Mission essentielle à la fois puissante et aux pieds d’argile. Rien de plus facile que d’orienter la politique d’acquisition des médiathèques, de les changer en agents de propagande qu’elle soit due aux directives d’un état, à des groupes de pression ou à des conservateurs en place.
En regard de ces dérives, leur fonction de garant d’une culture ouverte, plurielle, libre et respectueuse, susceptible d’offrir des sources fiables, des fonds équivalents aux revues à comité de lecture dernier recours face aux marées toujours plus puissantes des infox n’a sans doute jamais été aussi cruciale.
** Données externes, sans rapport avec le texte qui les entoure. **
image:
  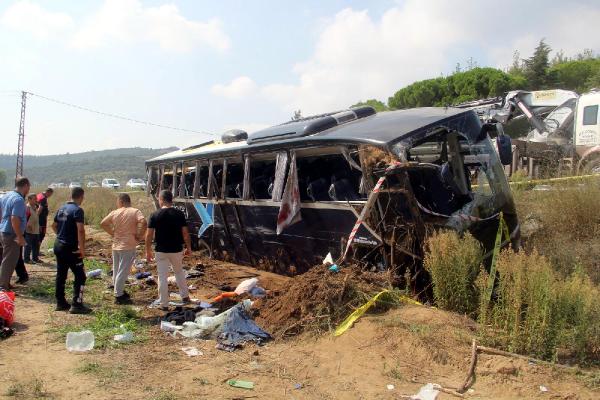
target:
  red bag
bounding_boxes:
[0,290,15,326]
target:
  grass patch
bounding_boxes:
[150,392,178,400]
[54,306,148,349]
[479,250,600,363]
[75,361,125,386]
[424,231,483,315]
[4,378,53,399]
[515,181,600,284]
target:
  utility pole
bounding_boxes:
[15,91,27,181]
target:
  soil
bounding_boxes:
[0,232,600,400]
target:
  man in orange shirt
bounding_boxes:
[100,193,147,304]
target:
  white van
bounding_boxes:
[102,178,121,189]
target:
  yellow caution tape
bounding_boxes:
[333,289,389,336]
[508,174,600,186]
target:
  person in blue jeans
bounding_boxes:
[52,187,92,314]
[0,177,31,289]
[23,193,41,264]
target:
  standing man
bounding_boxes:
[0,178,31,290]
[52,187,92,314]
[37,188,54,250]
[100,193,146,304]
[146,190,192,311]
[23,193,41,264]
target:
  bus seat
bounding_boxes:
[306,178,329,201]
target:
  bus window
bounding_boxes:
[297,154,364,201]
[161,165,173,191]
[224,161,244,199]
[180,163,196,198]
[194,162,208,197]
[208,160,223,199]
[250,159,275,200]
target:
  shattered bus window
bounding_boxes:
[224,161,244,199]
[250,157,275,200]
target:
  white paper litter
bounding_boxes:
[181,347,204,357]
[410,383,440,400]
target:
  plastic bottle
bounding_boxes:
[67,331,94,351]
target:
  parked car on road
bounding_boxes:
[126,178,146,190]
[102,178,121,189]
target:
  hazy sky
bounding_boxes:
[0,0,600,154]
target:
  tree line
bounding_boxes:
[354,39,600,111]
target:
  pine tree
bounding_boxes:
[523,39,552,90]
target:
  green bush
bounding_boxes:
[424,231,483,314]
[477,250,600,362]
Un rôle qui les met au centre du jeu démocratique, cible des haines les plus diverses, elles aussi désespérément récurrentes quels que soient les temps et les lieux, du Serapeum d’Alexandrie, à la Bibliothèque de Ctésiphon, en passant par celle des Siks à Amritsar, celle de Mossoul, Jean Macé à Metz au cours des émeutes de 2023, celle nationale de Sarajevo en 1992 qu’évoquait le cardinal Lustiger lors de sa visite des ruines : « Quasi dans le noir et m’appuyant sur une étagère, j’ai mis la main sur un étron ».
Jean-François Pousse
* Lire les trois volets de la série Bibliothèques et Médiathèques, une histoire française
– La BNF, de Richelieu à Tolbiac
– Le temps des bibliothèques municipales
– Le temps des médiathèques
**Les bibliothèques en France. Rapport au Premier ministre établi en juillet 1981 par un groupe interministériel présidé par Pierre Vandevoorde, Directeur du livre. Ministère de la culture (Dalloz 1982).